In the same way, we could separately count signals, reply messages, create messages, or delete messages. To only count synchronous messages, however, requires a bit of attention. The UML defines the default message sort to be synchronous (“synchCall”). Some XMI exporters do not write out the message sort attribute for synchronous messages, and SDMetrics’ XMI parser does not supply default values either. Therefore, the value of the sort attribute for synchronous messages can be “synchCall” or empty. So the proper condition to identify synchronous messages is sort='' or sort='synchCall'. If we need to check this condition in more than one place (maybe for some custom design rules pertaining to synchronous messages), we can define a helper metric like so:

<metric name="IsSynchMsg" domain="message" internal="true">
  <compoundmetric condition="sort='' or sort='synchCall'"/>
</metric>

The value of this conditional compound metric is 1 for synchronous messages, and 0 for all other messages. If our notion of what constitutes synchronous messages changes, we only need to adapt the helper metric.
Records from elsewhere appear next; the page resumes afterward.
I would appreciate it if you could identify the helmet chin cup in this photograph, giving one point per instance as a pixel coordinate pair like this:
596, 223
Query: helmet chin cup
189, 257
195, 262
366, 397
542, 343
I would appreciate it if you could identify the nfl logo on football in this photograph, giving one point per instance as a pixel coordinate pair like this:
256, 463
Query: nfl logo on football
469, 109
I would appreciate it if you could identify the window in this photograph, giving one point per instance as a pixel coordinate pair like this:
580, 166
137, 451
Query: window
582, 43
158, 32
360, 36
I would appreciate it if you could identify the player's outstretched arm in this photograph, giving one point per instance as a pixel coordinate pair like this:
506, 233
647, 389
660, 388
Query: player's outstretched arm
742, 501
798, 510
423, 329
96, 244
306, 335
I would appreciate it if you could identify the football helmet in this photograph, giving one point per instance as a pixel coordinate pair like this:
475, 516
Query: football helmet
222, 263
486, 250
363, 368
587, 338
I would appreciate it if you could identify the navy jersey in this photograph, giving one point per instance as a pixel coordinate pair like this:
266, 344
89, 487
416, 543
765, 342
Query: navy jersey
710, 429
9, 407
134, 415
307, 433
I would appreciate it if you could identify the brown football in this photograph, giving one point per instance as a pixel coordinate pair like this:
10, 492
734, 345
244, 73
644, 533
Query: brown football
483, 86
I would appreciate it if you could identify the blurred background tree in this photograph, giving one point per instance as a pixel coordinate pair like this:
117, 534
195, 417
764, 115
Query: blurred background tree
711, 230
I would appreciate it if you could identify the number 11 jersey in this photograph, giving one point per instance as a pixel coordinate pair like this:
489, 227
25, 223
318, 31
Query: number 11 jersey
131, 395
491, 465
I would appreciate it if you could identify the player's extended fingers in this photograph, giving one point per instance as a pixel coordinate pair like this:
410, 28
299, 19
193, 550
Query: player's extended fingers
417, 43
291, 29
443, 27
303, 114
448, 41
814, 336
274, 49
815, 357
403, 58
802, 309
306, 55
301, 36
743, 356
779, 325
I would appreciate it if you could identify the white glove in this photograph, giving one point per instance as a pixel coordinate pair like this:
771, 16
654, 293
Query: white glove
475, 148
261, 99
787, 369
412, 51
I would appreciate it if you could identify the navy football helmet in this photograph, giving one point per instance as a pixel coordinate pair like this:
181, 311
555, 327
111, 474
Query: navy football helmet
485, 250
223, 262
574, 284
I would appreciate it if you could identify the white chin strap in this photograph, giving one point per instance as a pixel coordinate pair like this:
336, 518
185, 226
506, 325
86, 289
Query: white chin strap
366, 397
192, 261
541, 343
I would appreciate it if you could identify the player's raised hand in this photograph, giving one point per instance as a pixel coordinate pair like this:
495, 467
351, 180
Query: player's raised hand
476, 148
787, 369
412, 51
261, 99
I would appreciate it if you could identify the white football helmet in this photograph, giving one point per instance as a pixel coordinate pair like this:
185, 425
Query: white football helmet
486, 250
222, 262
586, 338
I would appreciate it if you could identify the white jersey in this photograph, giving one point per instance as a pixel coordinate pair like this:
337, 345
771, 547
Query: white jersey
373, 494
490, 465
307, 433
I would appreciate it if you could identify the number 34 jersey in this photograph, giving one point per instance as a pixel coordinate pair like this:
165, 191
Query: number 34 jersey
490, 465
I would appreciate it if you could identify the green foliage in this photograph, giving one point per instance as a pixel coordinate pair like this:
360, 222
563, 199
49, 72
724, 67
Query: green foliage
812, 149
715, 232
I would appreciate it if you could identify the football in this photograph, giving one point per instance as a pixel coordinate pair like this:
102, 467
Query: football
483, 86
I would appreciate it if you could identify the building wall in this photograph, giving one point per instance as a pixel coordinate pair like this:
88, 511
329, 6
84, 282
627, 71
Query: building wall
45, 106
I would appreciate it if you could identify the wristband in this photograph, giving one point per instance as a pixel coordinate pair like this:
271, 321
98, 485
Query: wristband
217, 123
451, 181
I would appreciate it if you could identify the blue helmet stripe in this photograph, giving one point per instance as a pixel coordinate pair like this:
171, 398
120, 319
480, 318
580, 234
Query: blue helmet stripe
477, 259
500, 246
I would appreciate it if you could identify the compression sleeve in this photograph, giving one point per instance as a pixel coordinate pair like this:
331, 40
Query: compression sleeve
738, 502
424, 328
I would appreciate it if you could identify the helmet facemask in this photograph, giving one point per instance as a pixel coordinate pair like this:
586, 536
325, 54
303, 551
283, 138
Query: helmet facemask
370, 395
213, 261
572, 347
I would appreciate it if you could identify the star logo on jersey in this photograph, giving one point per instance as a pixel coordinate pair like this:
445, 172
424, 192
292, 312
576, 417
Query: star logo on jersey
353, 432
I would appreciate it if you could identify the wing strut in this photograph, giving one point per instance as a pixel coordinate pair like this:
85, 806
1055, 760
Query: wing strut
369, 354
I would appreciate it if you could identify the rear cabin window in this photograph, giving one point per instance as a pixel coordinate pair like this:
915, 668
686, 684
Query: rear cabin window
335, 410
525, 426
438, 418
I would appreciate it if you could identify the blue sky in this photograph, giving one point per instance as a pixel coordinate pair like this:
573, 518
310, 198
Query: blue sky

Our metric to count synchronous messages then looks as follows:

<metric name="SynchMessages" domain="interaction">
  <projection relset="messages" condition="isSynchMsg=1" />
</metric>

The next important element types in sequence diagrams are combined fragments and interaction operands. Combined fragments can be nested, so we use the subelements procedure to count all fragments directly or indirectly owned by the interaction:

<metric name="CombinedFragments" domain="interaction">
  <subelements target="combinedfragment"/>
</metric>

A combined fragment contains one or more interaction operands. To count the interaction operands in the sequence diagram, we take the sum of the number of interaction operands over all combined fragments:

<metric name="InteractionOperands" domain="interaction">
  <subelements target="combinedfragment" sum="size(operands)"/>
</metric>

So that’s our first set of simple size and complexity metrics for UML sequence diagrams. In a subsequent post, I’ll tackle some more advanced measures or design rules, maybe “self/recursive message calls” (how often do lifelines send messages to themselves), the nesting level of combined fragments (don’t overdo it), or the “height” of sequence diagram in terms of the maximum number of messages on a lifeline. We’ll see.